ICR Analysis: In the intact segment, the ICR was located close to the superior endplate of the L5 vertebra in sagittal motion, close to the disc center in lateral bending and at the postero-lateral periphery of the L5 vertebra in axial rotation. The maximum change in the position of the centrode due to degeneration was below 5 mm in sagittal plane, 6 mm in axial plane, and 3 mm in lateral plane (Table 1, for brevity only the details of the sagittal plane was listed.).
Discussion: This study investigated the behavior of the instantaneous center of rotation of a degenerated lower lumbar spine during various loading levels and directions and for various degeneration levels using finite element method. The results of the study showed that ICR did not shift significantly in the isolated disc degeneration model. Such small change in the ICR might be difficult to determine using X-ray films. Thus, the ICR alone might not be a reliable tool to detect degenerative segments. However, when considered as adjunct to MRI and discography, the changes in the ICR could be used to confirm the clinical evaluations.
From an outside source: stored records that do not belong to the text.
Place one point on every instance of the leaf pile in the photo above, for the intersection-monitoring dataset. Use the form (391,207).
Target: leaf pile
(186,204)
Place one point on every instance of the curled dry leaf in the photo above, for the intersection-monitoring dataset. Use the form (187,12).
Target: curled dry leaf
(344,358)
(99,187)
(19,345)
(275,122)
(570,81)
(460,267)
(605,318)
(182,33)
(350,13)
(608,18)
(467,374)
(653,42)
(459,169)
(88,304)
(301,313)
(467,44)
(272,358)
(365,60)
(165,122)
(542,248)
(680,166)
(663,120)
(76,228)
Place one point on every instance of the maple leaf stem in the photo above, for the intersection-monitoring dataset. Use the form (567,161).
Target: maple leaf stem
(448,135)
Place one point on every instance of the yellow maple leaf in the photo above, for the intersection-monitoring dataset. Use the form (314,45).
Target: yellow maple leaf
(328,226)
This study investigated the early-mid stage, isolated degeneration and did not include biomechanical and structural changes in the ligaments and facets. It might be possible that changes in the spinal motion would reach a clinically detectable level only after certain point in the degeneration process. Therefore, kinematics-based diagnosis of degeneration-related instability can be safely applied in the later stages of the degeneration with the current imaging modalities.
Significance: This study investigated, for the first time, three dimensional qualitative changes in the motion of the lower lumbar spine after disc degeneration. Our study estimated the changes in the ICR in the degenerated spinal segment as an assistive biomechanical guideline for clinicians in accurately determining the degenerated segment.
References: 1- Schilling C, Kruger S, Grupp TM, et al. The effect of design parameters of dynamic pedicle screw systems on kinematics and load bearing: an in vitro study. European Spine Journal 2011;20:297-307.
2- Rohlmann A, Zander T, Schmidt H, et al. Analysis of the influence of disc degeneration on the mechanical behaviour of a lumbar motion segment using the finite element method. Journal of Biomechanics 2006;39:2484-90.
3- Ruberte LM, Natarajan RN, Andersson GBJ. Influence of single-level lumbar degenerative disc disease on the behavior of the adjacent segments-A finite element model study. Journal of Biomechanics 2009;42:341-8.